Current trade agreements are great at creating more billionaires, not so much at protecting the interests of workers. 

(This commentary was originally published by YES! Magazine on April 13, 2018.)

On Thursday, President Trump flipped his position on the Trans-Pacific Partnership trade agreement, suggesting the U.S. might want to rejoin the pact. His announcement sent Wall Street indices shooting upward in jubilation and angered labor leaders. It left China—which has been sorting out how to respond to Trump’s announced steel and aluminum tariffs— even more bewildered as criticism grows of its “Made in China 2025” initiative to dominate the high-technology sector.

Trump’s about-face is especially striking given that exiting the TPP was a crucial plank in his economic agenda on the campaign trail and one of his first acts as president. That pledge played well to the frustrations of people who know the global economy is ripping them off and are understandably angry.

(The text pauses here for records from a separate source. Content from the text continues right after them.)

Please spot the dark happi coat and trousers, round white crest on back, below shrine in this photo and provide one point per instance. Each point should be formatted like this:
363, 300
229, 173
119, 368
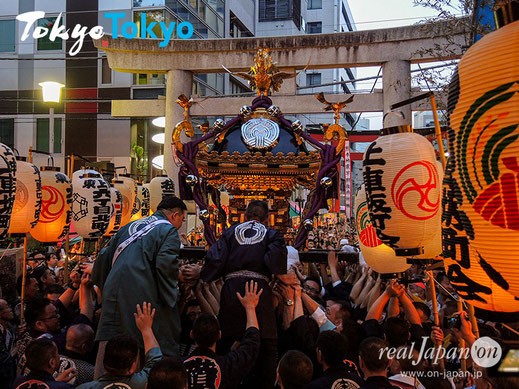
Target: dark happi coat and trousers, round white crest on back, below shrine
249, 246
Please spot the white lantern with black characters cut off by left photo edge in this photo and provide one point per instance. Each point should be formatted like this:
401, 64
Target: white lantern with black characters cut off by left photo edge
7, 188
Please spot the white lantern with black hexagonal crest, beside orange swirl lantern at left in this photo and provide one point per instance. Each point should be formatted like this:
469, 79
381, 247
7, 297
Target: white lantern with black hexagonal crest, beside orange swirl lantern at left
91, 204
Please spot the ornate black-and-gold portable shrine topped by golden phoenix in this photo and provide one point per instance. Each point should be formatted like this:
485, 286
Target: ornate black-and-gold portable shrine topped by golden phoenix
259, 154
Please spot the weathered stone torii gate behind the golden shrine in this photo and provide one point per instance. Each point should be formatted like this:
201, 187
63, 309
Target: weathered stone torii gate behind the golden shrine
394, 49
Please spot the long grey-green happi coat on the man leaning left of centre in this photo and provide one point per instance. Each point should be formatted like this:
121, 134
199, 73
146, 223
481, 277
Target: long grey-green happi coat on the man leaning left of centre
147, 270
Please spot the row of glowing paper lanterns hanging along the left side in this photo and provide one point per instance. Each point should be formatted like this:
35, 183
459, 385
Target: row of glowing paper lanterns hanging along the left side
45, 202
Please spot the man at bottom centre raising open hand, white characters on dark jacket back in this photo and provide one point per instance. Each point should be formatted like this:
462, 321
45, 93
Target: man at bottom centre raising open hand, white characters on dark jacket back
206, 369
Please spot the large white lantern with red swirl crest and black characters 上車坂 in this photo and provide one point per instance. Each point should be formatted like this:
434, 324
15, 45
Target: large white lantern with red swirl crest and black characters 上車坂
403, 190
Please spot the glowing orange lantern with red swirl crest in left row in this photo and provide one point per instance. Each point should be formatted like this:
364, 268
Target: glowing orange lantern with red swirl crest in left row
56, 212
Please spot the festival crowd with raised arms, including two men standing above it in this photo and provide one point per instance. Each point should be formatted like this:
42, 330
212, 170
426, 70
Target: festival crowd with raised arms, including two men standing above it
251, 315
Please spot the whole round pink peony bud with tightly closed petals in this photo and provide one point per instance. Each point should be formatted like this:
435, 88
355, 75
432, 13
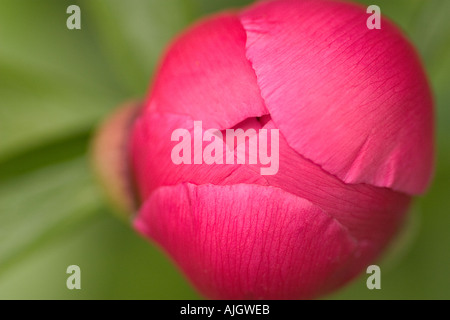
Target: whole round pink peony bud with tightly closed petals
355, 119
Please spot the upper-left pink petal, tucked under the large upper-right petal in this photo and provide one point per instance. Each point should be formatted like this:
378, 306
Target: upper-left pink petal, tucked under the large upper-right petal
206, 75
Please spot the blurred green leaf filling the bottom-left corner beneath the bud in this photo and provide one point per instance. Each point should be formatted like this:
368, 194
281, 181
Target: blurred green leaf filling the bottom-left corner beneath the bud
115, 264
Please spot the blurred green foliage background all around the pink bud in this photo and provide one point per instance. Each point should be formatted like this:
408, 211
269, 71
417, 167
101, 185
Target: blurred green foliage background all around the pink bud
56, 85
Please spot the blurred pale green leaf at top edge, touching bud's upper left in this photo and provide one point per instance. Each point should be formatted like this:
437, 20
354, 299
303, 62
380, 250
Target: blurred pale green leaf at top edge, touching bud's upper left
132, 35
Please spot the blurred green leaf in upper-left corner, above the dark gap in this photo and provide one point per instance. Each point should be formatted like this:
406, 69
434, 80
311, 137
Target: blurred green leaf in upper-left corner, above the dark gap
52, 80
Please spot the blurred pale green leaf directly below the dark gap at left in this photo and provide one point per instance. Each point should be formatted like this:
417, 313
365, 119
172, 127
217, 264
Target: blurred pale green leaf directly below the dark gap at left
38, 204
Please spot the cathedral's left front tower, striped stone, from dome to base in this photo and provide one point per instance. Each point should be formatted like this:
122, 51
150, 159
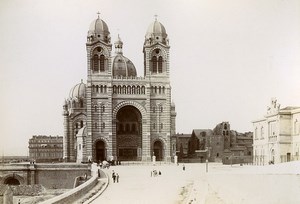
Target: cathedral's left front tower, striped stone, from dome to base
99, 80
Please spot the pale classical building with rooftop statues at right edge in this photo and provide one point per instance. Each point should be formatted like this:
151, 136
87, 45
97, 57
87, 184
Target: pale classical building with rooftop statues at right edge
276, 135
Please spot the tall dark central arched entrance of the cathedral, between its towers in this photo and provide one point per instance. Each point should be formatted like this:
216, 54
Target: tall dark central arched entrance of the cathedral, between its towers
129, 134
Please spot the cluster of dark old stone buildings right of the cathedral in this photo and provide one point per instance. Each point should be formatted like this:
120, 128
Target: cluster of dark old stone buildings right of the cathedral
220, 144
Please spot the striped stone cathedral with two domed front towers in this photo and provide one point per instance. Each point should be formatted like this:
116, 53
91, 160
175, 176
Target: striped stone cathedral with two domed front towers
117, 115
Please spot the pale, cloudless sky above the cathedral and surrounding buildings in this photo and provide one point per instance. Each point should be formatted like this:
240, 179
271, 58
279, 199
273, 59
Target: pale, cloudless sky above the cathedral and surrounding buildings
227, 59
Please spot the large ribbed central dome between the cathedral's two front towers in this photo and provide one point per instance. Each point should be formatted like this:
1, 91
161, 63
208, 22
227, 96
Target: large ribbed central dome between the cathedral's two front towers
122, 66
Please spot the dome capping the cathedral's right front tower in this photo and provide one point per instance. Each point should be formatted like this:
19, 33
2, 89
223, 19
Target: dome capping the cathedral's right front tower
156, 33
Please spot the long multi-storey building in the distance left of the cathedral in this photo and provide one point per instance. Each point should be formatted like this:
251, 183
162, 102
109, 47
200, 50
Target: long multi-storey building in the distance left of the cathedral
46, 148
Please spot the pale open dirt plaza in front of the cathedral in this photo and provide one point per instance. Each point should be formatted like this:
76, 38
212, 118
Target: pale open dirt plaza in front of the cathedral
217, 184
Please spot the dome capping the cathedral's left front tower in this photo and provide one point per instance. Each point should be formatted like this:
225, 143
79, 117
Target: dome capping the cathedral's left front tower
99, 30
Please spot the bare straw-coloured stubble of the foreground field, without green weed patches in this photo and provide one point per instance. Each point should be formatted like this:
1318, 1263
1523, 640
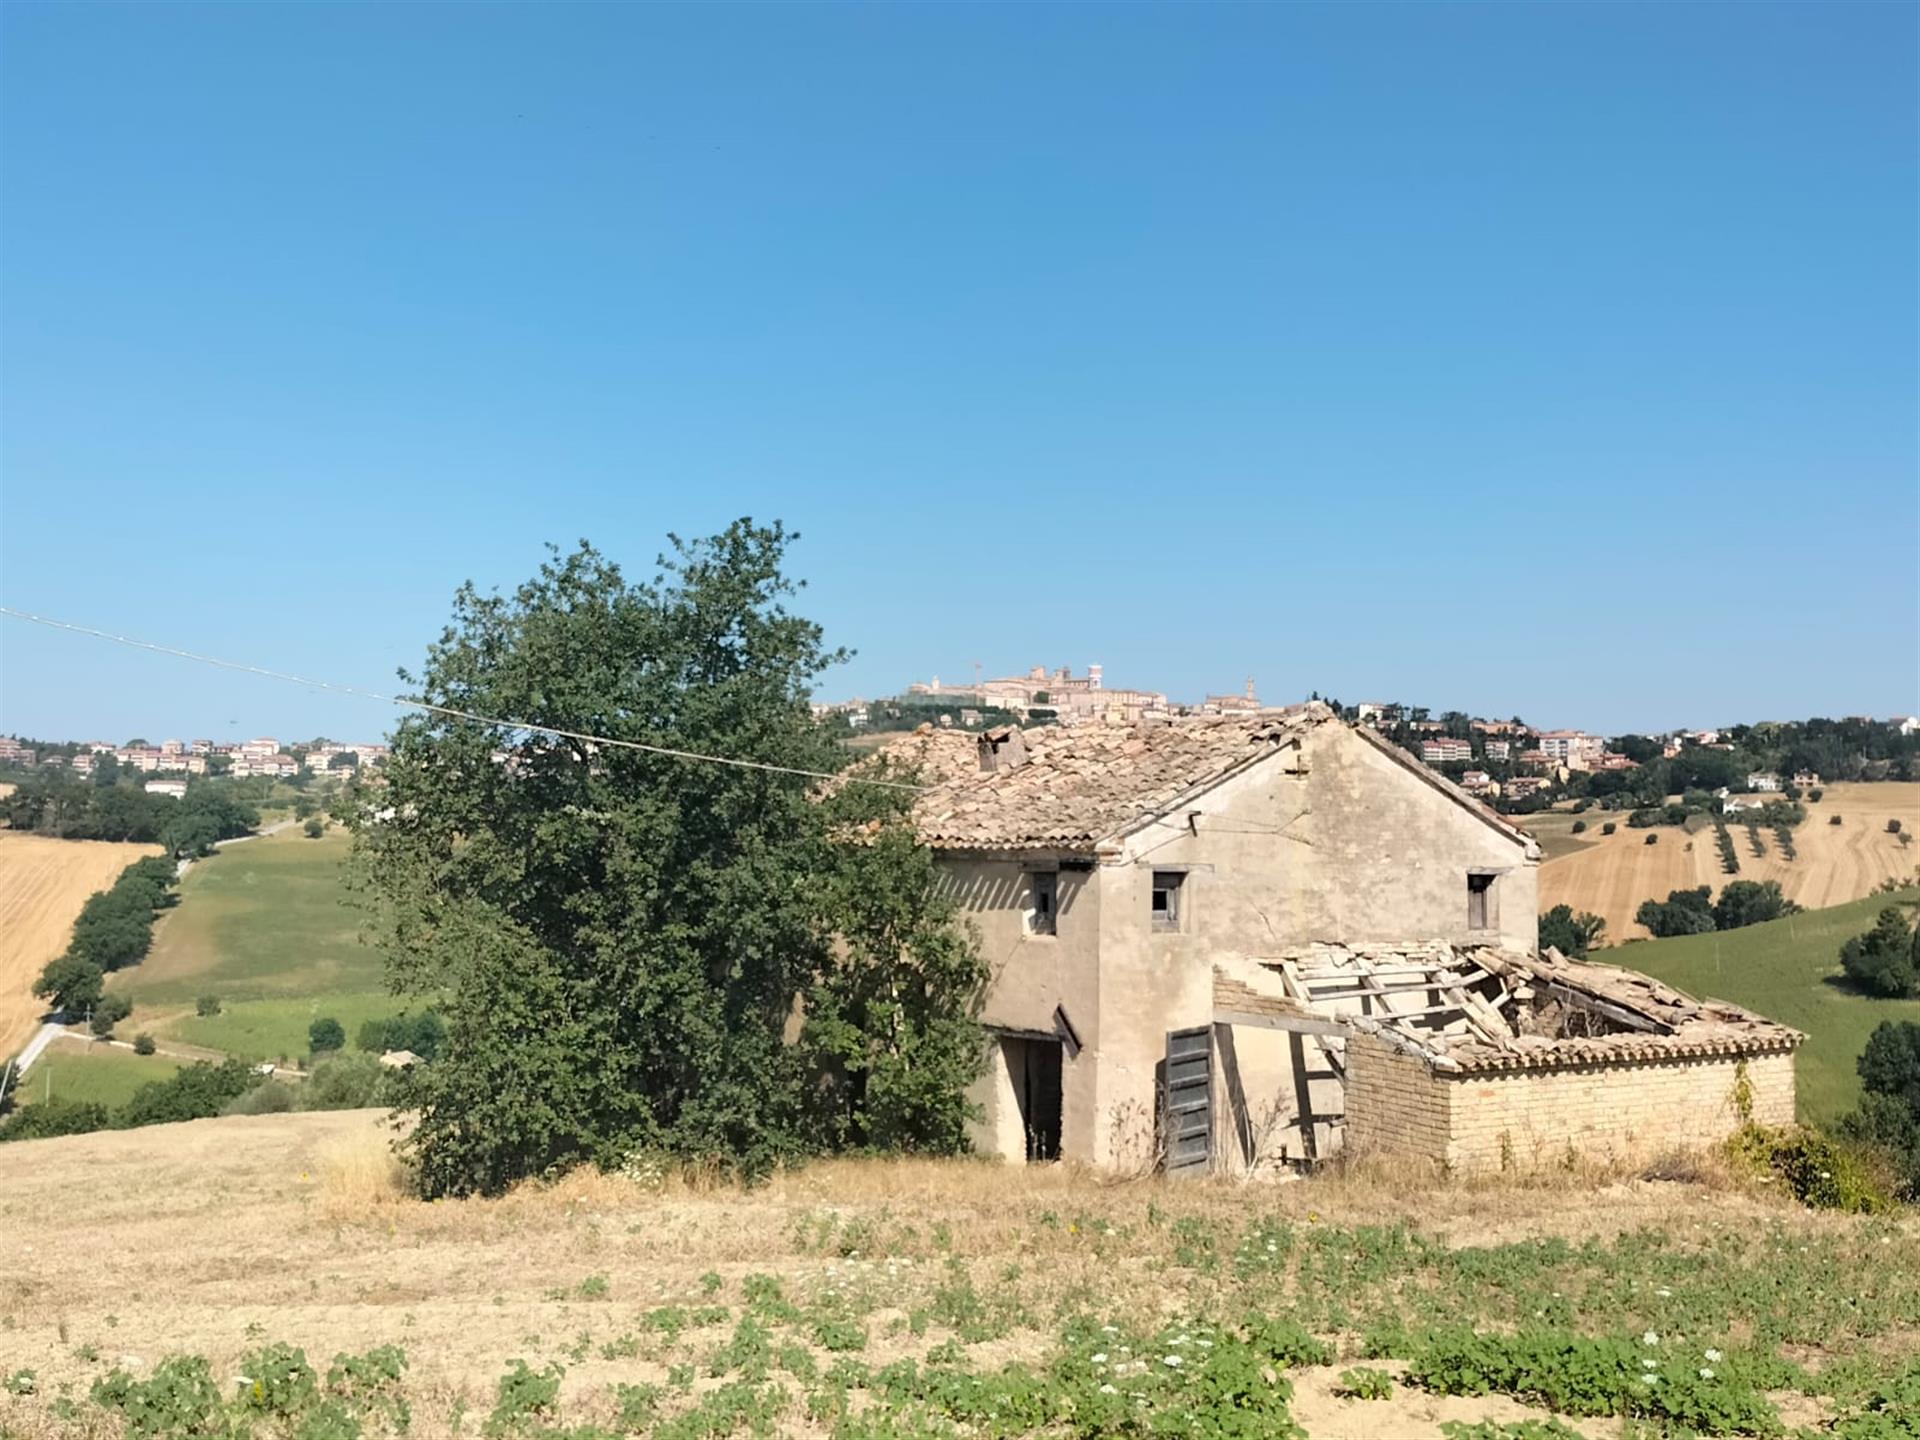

Trump was right in his claim that trade agreements such as the TPP are bad for American workers. They are not written by or for workers. The key players in their negotiation are transnational corporations that are looking to increase their profits by guaranteeing their unimpeded access to cheap labor, resources, and consumer markets, and freedom from taxes and regulations.

Trump is convinced that other nations are not playing fair. There too he is right. But they are not playing to benefit their workers, either.

Let’s look at China. Are Chinese workers ripping off American workers? Chinese workers work long hours under often grueling and dangerous conditions. The pay is miniscule, and sometimes workers toil in conditions akin to modern slavery. The air in many major Chinese cities is dangerously polluted.

Adding insult to injury, few Chinese workers can afford to buy the products they make. These products are produced for the benefit of wealthier consumers, including those in the United States. Ironically, many Americans can only afford to buy cheaper Chinese goods, because their jobs have been eliminated by automation or shipped overseas to low-wage markets, including China.

So who is benefitting? According to Forbes, China now has more billionaires than the United States, and is creating two new ones every week.

Imagine the world’s leaders all wake up one day and realize that they should work to meet the needs of people everywhere and repair the damage to the Earth and the environment.

Current trade agreements work great if the goal is to create new billionaires. They fail dismally if we assume their goal is to benefit working people—regardless of nationality. We have a desperate need to agree on new rules. Pitting nation against nation in trade wars is not the answer. We need more cooperation, not more competition.

How might that work?

Try this thought experiment: Imagine the world’s leaders all wake up one day and realize that they should work to meet the needs of people everywhere and repair the damage to the Earth and the environment. They would realize quickly that they would have to reorganize the economic rules and structures that put corporate interests above people’s needs and bar national and local governments from acting otherwise.

Imagine these insights lead them to work out a plan aimed at framing international agreements that allow nations to meet these new targets within their respective jurisdictions: a healthy and secure environment, full employment with living wages and high health and safety standards, robust social safety nets, modern energy-efficient infrastructure, human rights protections for all people, political transparency, and democratic accountability.

Nations can only achieve such goals if they have sufficient control of their own economies. Fair and mutually agreed-to tariffs that promote local ownership and give preference to local businesses that pay local taxes, provide good jobs to local workers, and secure the health of local ecosystems will surely play an important role.

As the ideas gain momentum from the bottom up, leaders eventually will be compelled to follow or become displaced themselves.

“Made in China 2025” can be positive for everyone if it means China prioritizes the use by Chinese people of their own labor and resources to meet their own needs while honoring the right and responsibility of other countries to do the same for their people. Given the current reality, an assumption that such a conversation among world leaders might occur of its own volition is pure fantasy. It is less fanciful, however, to imagine ever-expanding circles of ordinary citizens joining in such conversations throughout the world supported and connected by the communications technologies now in place. As the ideas gain momentum from the bottom up, leaders eventually will be compelled to follow or become displaced themselves.

The president’s ever-changing positions on trade won’t get us there. Only we the people, organized and active, can build the momentum to restructure the world’s economies to work for everyone.